C’est ce que constate la firme d’analyse de marché J.D. Power dans l’édition 2018 de son sondage annuel sur les meilleurs services de placement. Le sondage, qui mobilise plus de 4 400 investisseurs à travers le pays, fait ressortir qu’une majorité de ceux à qui on a expliqué en détail les frais qu’ils paient pour les services d’un conseiller vont rester avec la firme, et même la recommander à leur entourage.

Le podium

Parmi toutes les firmes de courtage de plein exercice au pays, c’est le cabinet Edward Jones qui remporte la palme pour une sixième année consécutive, avec un score de satisfaction de la clientèle de 799. Gestion de patrimoine Assante arrive deuxième avec un score de 796 sur 1 000. Enfin, Financière Banque Nationale est troisième, ex aequo avec HollisWealth, les deux récoltant un score de 794 chacun.

En 2018, la satisfaction globale des clients des firmes de gestion de patrimoine est de 785, en hausse de 14 points par rapport au score de 771 obtenu par l’industrie en 2017.

Parler des frais, c’est payant

La réforme du Modèle de relation client (MRC2) instaure davantage de transparence quant aux frais et aux commissions payés par les investisseurs lorsqu’ils font affaire avec des conseillers. « Ceux qui connaissent l’existence de la réforme et remarquent les changements dans le type d’information fournie comprennent mieux les frais qu’ils paient, sont plus loyaux et vont recommander la firme », relève J.D. Power.

Ainsi, les clients qui ont eu une discussion franche et qui comprennent combien ils paient et pourquoi ils le font sont beaucoup plus susceptibles de demeurer avec le cabinet : 58% des investisseurs conscients des frais vont « définitivement» rester avec la firme pour les prochains 12 à 24 mois, selon J.D. Power.

Ceux qui n’ont qu’une vague idée de la réforme MRC2 et des frais qu’ils paient ne sont que 46% à garantir qu’ils ne quitteront pas le navire bientôt.

En outre, la première catégorie de clients dit qu’elle recommandera la firme dans une proportion de 53%, par rapport à 37% des clients qui n’ont qu’une vague idée des frais et des changements réglementaires.

En clair, ce ne sont pas tant les coûts qui risquent de faire fuir les clients que l’absence de compréhension de ces coûts.

J.D. Power remarque cependant que les trois quarts des investisseurs ne connaissent toujours pas l’existence de la réforme MRC2.

« Cette méconnaissance est un défi autant qu’une occasion d’affaire pour les cabinets et les conseillers, commente Mike Foy, directeur principal de la Gestion de patrimoine chez J.D. Power.
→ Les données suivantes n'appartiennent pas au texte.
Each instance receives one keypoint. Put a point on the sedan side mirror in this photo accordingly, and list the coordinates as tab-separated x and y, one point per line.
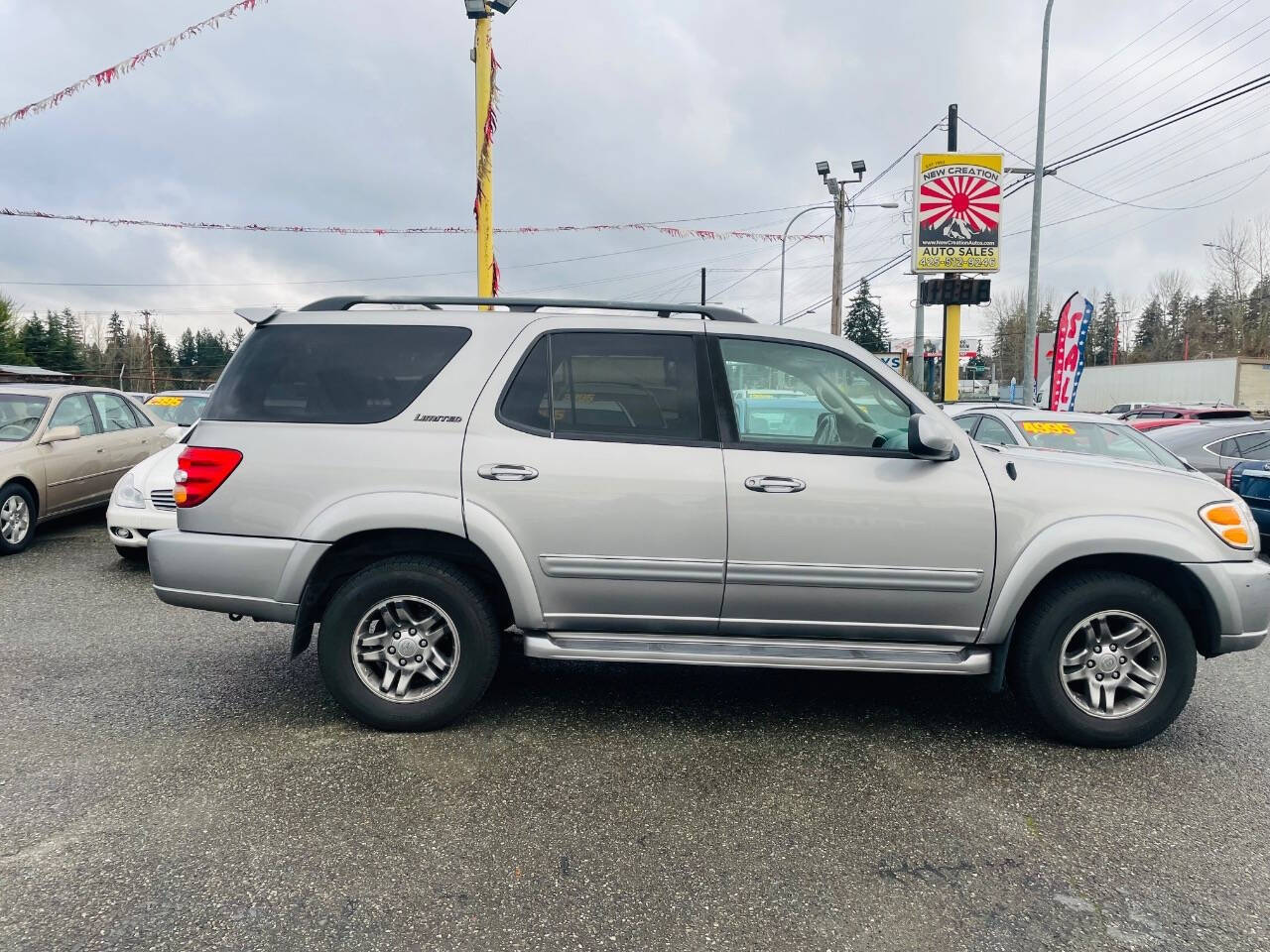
60	434
928	439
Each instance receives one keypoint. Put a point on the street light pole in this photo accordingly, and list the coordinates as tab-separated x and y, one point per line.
784	236
839	217
1034	252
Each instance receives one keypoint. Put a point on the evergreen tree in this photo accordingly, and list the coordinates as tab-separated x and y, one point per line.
865	324
10	345
33	339
1151	334
1101	343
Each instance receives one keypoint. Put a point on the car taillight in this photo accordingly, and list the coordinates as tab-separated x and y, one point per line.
200	471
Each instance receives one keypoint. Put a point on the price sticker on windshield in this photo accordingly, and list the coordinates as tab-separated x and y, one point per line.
1064	429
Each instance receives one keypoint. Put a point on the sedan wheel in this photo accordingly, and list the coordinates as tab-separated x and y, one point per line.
16	520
Les craintes de l’industrie selon lesquelles la divulgation des frais allait faire fuir les clients ne se sont pas avérées. Mais les risques de défection demeurent. Notre sondage démontre que la meilleure façon de gérer ces risques, c’est de prendre les devants et d’avoir une discussion avec les clients. »
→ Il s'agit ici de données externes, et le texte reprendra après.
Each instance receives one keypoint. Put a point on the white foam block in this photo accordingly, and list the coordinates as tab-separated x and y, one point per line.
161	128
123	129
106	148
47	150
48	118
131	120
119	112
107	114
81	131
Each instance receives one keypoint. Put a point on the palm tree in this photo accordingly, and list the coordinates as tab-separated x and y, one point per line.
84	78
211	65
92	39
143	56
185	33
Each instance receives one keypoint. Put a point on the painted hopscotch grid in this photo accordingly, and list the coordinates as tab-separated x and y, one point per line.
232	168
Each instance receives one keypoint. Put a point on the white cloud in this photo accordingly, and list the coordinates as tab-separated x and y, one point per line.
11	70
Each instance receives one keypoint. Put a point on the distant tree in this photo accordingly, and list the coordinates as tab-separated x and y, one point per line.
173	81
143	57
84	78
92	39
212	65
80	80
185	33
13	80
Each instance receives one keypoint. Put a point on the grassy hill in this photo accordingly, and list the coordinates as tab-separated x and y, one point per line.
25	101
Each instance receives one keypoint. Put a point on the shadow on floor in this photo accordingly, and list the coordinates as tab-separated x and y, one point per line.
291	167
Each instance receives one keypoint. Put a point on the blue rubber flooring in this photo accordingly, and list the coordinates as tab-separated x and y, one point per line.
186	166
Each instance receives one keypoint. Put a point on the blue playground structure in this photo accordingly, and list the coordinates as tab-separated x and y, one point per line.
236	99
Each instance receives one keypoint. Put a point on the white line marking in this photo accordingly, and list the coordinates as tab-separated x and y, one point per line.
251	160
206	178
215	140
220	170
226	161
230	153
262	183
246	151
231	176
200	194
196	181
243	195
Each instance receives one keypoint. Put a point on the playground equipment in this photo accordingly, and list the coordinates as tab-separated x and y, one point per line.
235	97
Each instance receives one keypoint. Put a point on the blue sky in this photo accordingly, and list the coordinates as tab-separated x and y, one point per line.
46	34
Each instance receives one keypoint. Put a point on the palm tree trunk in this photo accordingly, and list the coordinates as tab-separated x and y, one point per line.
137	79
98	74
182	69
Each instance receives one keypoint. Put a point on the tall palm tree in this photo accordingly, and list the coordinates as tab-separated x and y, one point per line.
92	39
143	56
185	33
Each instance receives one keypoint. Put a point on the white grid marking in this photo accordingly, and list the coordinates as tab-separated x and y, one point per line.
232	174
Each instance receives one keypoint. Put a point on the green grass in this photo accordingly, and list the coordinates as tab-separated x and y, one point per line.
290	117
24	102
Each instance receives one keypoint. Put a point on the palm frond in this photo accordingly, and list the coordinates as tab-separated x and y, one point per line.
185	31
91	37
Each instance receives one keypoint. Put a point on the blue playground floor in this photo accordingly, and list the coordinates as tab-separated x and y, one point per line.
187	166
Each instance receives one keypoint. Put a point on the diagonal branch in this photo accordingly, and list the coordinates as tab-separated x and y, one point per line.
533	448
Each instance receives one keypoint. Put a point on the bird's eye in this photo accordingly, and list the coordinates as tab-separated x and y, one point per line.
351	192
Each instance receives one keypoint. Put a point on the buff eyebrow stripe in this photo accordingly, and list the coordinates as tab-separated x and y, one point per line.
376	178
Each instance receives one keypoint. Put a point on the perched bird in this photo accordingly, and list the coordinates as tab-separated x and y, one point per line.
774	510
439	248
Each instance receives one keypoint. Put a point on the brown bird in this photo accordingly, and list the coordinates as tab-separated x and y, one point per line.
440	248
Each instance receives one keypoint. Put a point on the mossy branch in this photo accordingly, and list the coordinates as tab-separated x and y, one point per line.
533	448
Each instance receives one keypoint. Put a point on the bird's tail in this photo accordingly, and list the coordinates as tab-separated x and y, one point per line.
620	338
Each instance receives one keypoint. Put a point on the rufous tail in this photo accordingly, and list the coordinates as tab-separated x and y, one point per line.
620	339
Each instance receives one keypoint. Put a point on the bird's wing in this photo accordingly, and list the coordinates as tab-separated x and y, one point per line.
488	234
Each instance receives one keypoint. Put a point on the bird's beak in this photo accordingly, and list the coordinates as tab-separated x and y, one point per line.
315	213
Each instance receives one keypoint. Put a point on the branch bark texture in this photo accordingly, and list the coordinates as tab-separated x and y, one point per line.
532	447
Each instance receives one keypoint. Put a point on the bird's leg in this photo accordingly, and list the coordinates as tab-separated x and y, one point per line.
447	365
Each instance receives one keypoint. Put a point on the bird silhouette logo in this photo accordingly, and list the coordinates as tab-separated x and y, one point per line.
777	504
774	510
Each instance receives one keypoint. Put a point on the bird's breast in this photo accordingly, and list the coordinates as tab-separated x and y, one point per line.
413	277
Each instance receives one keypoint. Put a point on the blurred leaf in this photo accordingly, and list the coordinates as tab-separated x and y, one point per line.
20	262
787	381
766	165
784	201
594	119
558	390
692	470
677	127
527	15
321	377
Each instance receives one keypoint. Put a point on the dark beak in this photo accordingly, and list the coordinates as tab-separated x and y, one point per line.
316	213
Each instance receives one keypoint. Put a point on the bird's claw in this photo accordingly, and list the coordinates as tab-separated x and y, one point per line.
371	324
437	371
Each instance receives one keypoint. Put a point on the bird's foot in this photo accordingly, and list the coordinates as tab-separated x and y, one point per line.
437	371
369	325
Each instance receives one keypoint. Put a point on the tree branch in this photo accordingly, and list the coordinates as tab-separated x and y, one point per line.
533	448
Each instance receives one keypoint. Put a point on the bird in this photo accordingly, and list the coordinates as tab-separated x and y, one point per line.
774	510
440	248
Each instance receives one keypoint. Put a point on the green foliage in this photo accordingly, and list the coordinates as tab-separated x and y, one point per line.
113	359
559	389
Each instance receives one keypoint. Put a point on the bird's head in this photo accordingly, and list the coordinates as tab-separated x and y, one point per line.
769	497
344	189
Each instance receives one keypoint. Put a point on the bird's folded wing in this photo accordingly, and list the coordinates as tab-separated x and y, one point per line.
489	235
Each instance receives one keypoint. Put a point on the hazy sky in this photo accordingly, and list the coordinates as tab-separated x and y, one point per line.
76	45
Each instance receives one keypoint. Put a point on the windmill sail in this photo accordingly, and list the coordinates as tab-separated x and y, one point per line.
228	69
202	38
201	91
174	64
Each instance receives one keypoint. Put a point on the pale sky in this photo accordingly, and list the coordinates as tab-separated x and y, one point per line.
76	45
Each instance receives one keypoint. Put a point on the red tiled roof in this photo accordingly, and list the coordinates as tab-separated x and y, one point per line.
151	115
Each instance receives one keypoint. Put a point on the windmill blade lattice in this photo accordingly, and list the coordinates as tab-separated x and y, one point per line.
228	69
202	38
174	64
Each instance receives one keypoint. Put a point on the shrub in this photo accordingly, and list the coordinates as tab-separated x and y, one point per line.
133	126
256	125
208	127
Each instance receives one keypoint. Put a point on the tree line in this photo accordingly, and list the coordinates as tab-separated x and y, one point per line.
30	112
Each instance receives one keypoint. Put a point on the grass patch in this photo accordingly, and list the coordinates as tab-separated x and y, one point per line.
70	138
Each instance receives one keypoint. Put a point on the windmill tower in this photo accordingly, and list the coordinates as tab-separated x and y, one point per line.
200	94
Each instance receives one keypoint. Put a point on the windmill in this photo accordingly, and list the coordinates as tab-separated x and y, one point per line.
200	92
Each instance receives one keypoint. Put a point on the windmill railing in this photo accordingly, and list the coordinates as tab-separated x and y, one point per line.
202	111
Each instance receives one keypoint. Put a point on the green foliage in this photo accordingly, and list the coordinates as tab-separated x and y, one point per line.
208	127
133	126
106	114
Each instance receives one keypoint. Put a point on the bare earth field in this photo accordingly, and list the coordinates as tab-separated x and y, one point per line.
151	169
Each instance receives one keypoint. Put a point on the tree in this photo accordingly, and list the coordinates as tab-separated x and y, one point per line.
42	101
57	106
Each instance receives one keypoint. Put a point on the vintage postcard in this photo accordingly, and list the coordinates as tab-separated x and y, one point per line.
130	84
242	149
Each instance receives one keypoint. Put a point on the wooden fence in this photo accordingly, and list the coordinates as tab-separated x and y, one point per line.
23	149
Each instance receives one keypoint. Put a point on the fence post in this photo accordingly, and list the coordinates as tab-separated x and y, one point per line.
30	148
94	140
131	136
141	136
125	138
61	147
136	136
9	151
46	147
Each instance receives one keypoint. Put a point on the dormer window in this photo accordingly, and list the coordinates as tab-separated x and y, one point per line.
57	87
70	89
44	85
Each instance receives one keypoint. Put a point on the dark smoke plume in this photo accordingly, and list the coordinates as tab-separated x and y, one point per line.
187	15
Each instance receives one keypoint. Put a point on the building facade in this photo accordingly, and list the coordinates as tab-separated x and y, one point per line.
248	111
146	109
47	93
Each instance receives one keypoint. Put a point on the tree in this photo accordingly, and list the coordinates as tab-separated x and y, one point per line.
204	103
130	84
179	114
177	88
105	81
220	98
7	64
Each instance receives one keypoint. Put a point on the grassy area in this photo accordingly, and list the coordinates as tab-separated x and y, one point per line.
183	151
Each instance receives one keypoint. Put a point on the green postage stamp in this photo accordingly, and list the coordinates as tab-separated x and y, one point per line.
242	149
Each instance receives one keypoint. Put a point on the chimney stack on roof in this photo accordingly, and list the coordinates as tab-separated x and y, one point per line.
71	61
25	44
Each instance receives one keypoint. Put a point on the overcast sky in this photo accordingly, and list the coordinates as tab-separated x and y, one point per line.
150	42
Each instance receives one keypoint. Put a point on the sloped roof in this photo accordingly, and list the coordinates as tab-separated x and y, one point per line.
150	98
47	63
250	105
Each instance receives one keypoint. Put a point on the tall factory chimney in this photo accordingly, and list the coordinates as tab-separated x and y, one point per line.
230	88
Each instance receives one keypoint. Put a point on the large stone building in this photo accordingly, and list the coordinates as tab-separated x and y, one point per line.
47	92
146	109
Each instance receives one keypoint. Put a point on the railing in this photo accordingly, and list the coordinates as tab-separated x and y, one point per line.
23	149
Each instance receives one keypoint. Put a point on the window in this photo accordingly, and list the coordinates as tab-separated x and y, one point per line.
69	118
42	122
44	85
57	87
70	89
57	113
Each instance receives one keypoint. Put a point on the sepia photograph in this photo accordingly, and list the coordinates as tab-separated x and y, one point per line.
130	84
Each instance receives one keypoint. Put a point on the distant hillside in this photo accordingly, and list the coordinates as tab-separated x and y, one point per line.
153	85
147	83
Trois chantiers pour s’améliorer

L’étude J.D. Power fait également le point sur les trois grandes questions qui habitent les clients des firmes de placement.

D’abord, la mobilité semble être une vue de l’esprit pour l’industrie : 77% disent n’avoir presque jamais utilisé (une fois ou pas du tout) l’application mobile de leur cabinet, citant notamment une faible satisfaction par rapport aux applications web ou au service téléphonique.
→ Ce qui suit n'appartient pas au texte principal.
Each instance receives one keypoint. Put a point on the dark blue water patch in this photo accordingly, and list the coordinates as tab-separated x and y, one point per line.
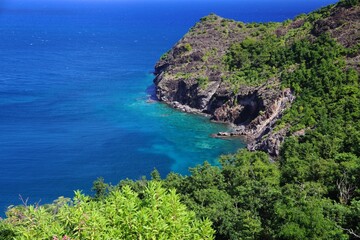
74	90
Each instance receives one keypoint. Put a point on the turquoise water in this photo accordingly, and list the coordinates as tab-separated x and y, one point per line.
75	77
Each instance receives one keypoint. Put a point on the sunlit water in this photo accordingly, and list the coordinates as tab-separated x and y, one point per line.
74	79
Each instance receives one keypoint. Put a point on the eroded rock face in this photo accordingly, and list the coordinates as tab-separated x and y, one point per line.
190	78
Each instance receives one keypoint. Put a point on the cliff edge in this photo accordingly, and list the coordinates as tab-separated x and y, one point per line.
234	71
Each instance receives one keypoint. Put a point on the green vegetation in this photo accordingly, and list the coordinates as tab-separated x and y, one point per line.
203	82
187	47
153	213
312	191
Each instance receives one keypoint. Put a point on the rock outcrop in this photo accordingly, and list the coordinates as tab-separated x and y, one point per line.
192	77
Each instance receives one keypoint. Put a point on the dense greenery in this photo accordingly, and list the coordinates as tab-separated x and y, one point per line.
123	214
311	192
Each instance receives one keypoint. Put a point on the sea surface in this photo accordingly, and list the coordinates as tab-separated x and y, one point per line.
75	77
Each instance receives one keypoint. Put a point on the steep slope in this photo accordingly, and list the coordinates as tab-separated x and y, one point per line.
234	71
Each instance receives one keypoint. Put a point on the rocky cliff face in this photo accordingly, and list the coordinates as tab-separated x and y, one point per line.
192	77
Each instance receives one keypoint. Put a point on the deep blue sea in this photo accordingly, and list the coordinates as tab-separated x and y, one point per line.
75	77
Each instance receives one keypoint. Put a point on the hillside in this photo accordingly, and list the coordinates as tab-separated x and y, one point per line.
236	72
292	89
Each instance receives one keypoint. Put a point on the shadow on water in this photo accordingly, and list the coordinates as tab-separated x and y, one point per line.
151	93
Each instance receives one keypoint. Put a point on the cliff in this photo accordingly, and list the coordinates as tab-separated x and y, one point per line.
234	71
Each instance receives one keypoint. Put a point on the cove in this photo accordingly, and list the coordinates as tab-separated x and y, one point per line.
73	93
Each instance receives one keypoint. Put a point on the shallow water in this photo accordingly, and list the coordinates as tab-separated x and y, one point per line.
73	92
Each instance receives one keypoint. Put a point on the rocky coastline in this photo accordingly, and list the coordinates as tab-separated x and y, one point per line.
190	78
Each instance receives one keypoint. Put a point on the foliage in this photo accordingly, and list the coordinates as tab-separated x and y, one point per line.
311	192
121	215
203	82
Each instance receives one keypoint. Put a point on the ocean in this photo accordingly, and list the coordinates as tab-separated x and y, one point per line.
75	79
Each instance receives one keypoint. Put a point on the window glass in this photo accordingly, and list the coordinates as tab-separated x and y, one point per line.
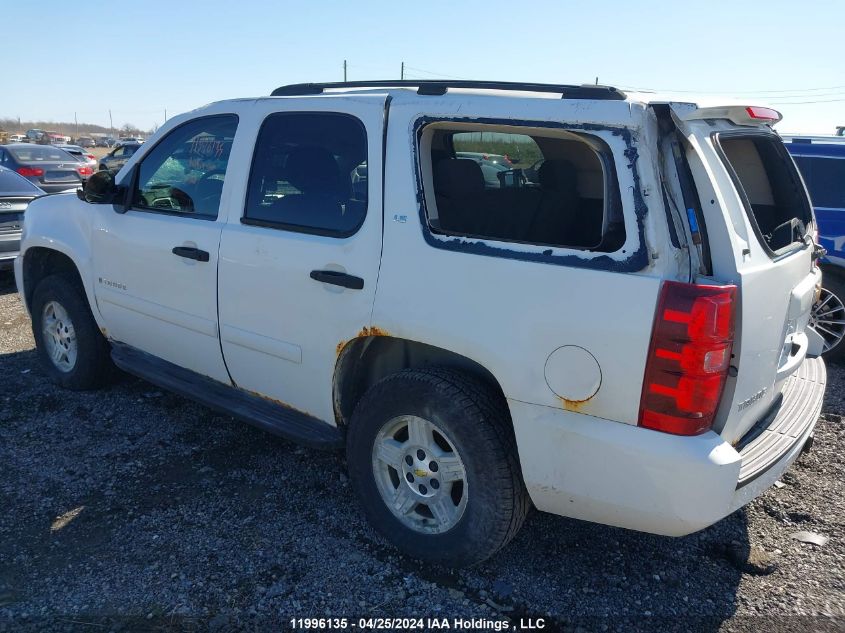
184	172
309	174
39	153
825	178
768	178
524	188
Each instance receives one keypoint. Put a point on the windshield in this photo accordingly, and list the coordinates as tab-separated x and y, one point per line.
39	153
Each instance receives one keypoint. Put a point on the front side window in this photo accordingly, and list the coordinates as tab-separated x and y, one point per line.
309	174
184	173
543	188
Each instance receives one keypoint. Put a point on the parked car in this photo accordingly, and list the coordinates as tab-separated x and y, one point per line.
81	155
50	168
117	158
16	192
626	342
35	135
822	164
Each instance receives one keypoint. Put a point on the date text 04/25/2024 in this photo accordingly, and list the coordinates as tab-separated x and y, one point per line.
417	624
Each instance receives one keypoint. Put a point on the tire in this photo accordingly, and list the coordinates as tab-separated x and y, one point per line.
823	311
471	426
89	366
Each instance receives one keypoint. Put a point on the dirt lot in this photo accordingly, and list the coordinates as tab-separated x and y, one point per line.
134	509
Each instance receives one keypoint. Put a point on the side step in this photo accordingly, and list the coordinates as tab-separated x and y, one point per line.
276	418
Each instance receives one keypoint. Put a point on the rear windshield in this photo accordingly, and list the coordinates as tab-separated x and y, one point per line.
38	153
774	194
11	182
825	178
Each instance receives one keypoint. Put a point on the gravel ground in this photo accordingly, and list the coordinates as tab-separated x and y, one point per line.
134	509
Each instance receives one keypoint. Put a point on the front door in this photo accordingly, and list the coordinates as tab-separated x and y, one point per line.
299	263
156	264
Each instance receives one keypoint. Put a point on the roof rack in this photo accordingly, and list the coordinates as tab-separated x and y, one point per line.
440	87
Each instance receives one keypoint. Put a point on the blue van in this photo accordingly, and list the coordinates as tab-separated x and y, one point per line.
822	164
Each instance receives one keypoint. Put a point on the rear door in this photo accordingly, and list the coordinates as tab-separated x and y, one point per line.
758	221
299	257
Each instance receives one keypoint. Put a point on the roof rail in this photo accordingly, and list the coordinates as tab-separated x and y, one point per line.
441	86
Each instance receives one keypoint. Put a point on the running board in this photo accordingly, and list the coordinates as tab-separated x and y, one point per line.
273	417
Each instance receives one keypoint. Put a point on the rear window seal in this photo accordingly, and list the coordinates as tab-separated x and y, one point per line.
789	249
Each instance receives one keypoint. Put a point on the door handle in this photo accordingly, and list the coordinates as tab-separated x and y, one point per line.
338	279
191	252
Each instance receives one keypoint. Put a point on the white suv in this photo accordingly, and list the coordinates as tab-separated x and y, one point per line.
615	329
Ensuite, le rôle du conseiller doit changer, car les attentes des clients changent : ainsi, alors que 15% des baby-boomers sont bien contents de laisser la décision finale au conseiller, cette proportion baisse à 10% chez les milléniaux. 39% de ces derniers estiment d’ailleurs que le conseiller ne sert qu’à valider leur propre décision, par rapport à 24% des baby boomers.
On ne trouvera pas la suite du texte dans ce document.